Where V(?) is the unknown 'good will' that US and EU must feel toward Ireland to sustain the above equation.

2) And the above implies this: In the current environment: 
-- incentives for the US to increase (X) are higher than normal (driven by the fiscal cliff and the need to onshore jobs); 
-- while incentives for the EU are to increase (Y) are also much higher than normal (driven by EU own fiscal deleveraging and aggravated by the fact that EU member states are funding 'bailout' for Ireland), 
-- yet at the same time, incentives for Ireland to keep increasing (W) are also extremely heightened (due to the Irish crisis 'solution' model of 'exporting out of the recession and fiscal deleveraging'). 

All of which means that V(?) is rapidly diminishing, squeezed by contradicting (X)+(Y) and (W) rapidly pulling the national interests further and further apart.

I'd say (as an old boxer) - we are heading for the corner... Good luck to anyone thinking we can sustain current corporate tax regime in this world...

19/11/2012: Links on Irish Corporate Tax Haven


Due to page loading restriction on post links, I am moving this list to a new location.

Here is the original page with a number of links on the topic of Ireland as a Corporate Tax Haven. And here's a link to the Irish Government 'defense' of the same.

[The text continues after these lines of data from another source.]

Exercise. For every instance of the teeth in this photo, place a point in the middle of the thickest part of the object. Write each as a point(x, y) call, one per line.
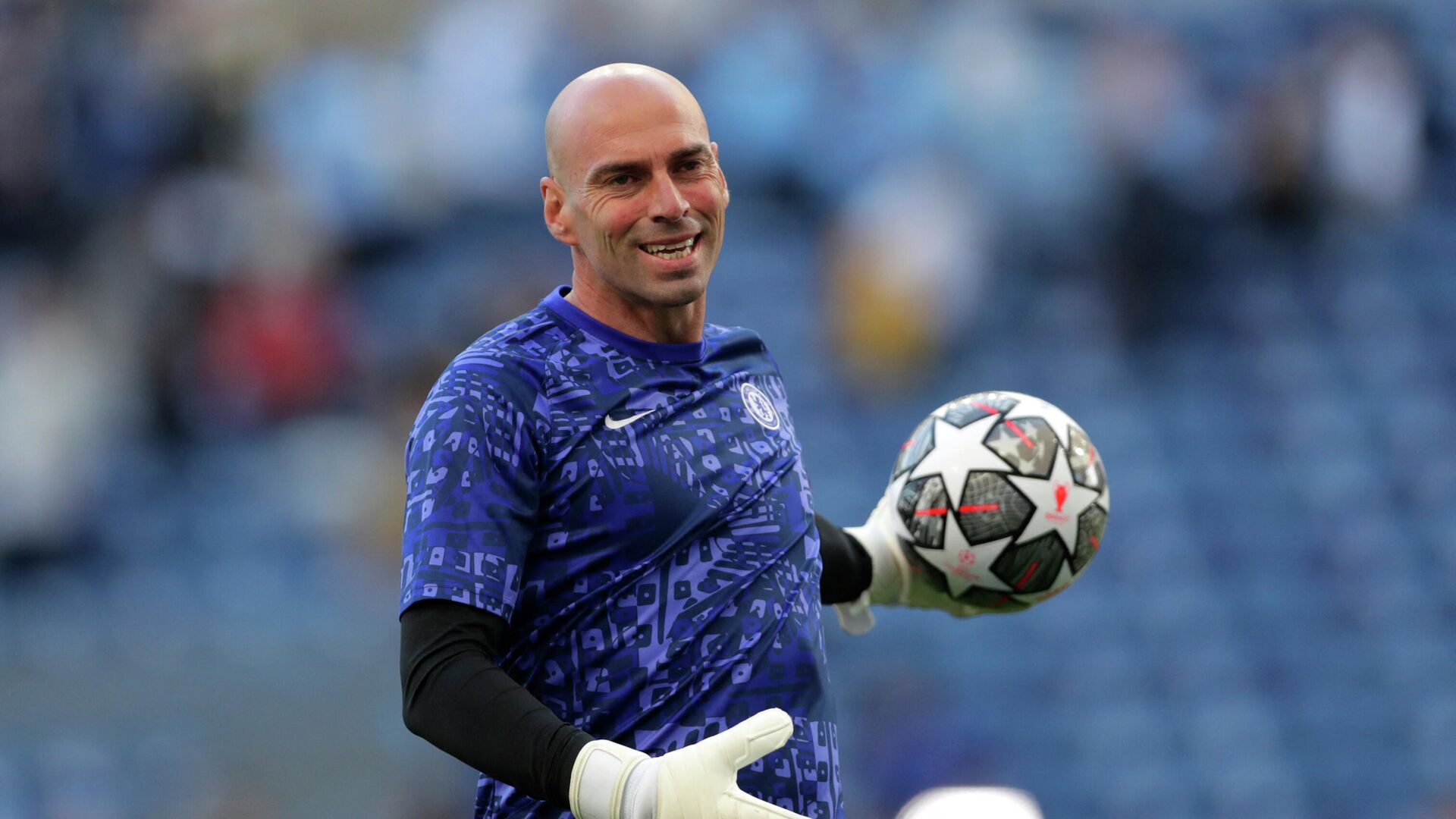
point(672, 251)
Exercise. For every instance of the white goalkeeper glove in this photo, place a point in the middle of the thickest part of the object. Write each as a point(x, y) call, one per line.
point(893, 580)
point(699, 781)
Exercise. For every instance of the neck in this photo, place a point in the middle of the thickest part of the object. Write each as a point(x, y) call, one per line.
point(680, 324)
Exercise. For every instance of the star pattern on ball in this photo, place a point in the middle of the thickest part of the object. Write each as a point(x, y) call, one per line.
point(1037, 409)
point(965, 566)
point(1047, 518)
point(959, 452)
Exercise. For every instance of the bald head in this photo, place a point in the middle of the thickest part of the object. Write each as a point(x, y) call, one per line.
point(588, 111)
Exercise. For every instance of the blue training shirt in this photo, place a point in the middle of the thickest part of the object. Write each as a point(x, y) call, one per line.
point(641, 518)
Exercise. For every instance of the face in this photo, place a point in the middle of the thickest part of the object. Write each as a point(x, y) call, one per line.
point(639, 197)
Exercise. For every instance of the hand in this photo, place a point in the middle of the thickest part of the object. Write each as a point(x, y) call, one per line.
point(894, 582)
point(699, 781)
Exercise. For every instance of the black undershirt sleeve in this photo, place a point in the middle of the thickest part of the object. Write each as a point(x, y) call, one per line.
point(459, 700)
point(462, 703)
point(846, 564)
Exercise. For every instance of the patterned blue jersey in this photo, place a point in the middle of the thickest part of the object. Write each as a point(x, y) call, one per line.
point(641, 518)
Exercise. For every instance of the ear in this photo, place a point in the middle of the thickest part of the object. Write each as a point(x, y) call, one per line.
point(555, 213)
point(721, 178)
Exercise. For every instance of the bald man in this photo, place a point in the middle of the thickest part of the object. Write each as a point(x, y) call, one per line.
point(612, 569)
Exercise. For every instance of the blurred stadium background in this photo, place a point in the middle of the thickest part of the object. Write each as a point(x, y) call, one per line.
point(240, 238)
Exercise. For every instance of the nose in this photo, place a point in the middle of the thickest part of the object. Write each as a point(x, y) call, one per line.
point(667, 203)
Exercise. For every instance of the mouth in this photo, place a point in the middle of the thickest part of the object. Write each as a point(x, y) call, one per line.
point(673, 249)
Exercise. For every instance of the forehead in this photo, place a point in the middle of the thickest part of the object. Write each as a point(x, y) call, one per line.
point(620, 126)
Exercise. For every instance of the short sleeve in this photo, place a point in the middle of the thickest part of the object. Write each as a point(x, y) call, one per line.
point(471, 468)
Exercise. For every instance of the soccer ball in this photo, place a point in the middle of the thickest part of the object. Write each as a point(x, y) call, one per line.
point(1002, 497)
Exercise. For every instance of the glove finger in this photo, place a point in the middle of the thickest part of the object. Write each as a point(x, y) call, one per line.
point(753, 738)
point(752, 808)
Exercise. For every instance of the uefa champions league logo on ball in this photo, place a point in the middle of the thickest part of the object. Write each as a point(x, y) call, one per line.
point(759, 406)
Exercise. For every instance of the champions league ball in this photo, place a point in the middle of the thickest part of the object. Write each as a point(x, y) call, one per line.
point(1003, 500)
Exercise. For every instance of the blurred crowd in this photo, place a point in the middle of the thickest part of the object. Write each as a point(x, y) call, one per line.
point(220, 216)
point(242, 238)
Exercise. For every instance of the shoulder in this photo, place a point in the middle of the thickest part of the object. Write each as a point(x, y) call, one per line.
point(737, 344)
point(511, 357)
point(501, 372)
point(737, 338)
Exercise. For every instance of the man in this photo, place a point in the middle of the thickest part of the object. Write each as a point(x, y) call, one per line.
point(612, 572)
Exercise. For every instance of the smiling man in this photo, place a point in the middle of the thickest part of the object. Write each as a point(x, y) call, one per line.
point(612, 572)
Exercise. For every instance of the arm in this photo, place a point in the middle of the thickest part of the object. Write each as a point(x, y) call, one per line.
point(848, 567)
point(466, 706)
point(469, 707)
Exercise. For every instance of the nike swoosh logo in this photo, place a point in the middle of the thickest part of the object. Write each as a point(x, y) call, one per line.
point(618, 425)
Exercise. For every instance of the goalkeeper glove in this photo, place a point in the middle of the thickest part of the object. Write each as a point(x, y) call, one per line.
point(699, 781)
point(893, 580)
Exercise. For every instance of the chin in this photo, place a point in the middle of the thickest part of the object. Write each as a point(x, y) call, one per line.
point(677, 293)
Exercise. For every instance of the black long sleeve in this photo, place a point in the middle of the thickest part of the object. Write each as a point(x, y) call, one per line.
point(466, 706)
point(848, 569)
point(462, 703)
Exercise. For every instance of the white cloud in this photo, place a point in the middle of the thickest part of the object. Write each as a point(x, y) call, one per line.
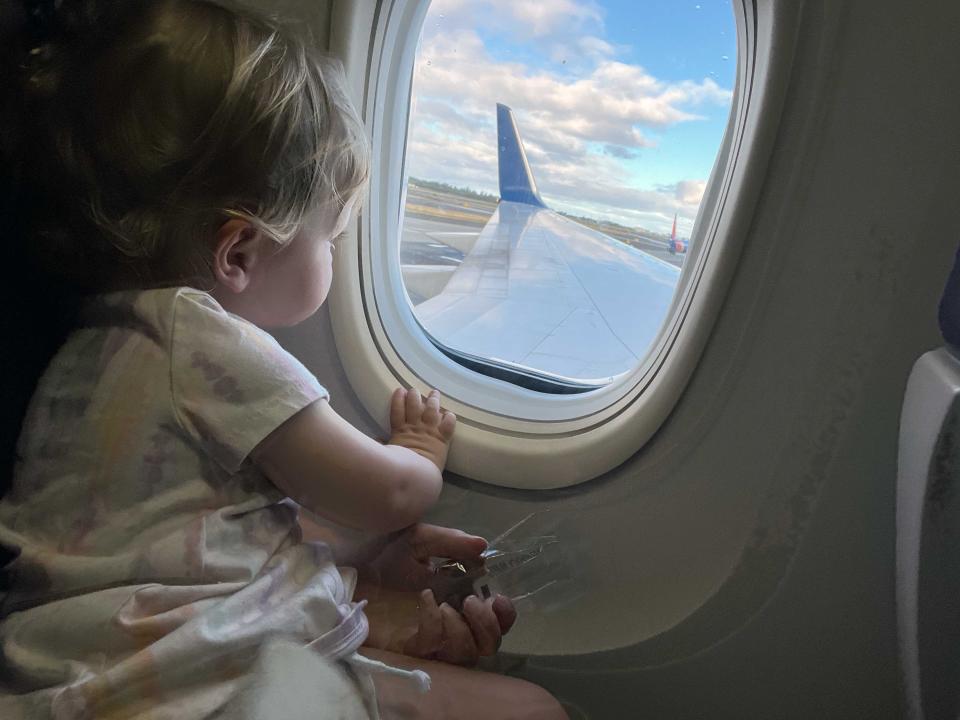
point(579, 131)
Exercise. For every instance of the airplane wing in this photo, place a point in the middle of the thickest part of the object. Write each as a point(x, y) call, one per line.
point(543, 292)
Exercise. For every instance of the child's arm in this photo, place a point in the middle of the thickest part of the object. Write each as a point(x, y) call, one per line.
point(331, 468)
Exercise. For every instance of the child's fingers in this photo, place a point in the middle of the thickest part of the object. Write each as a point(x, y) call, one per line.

Updated 19/11/2012: And a new article on US Multinationals facing tax demands / pressures in Europe with explicit referencing of Ireland: http://www.nytimes.com/2012/11/19/technology/19iht-tax19.html

Updated 20/11/2012: No country named, but you know who they are talking about here: http://www.ft.com/intl/cms/s/0/798f30d2-3242-11e2-916a-00144feabdc0.html#axzz2CaviTlTt

Updated 9/12/2012: And more on Google using Ireland as a conduit for tax minimization: http://www.independent.ie/business/irish/google-pays-just-014-tax-in-seven-years-3319796.html
The core problem highlighted here is not the headline 0.14% tax rate, but €47 billion worth of revenues booked via Ireland - an exemplification of Ireland's beggar-thy-neighbor economic policies.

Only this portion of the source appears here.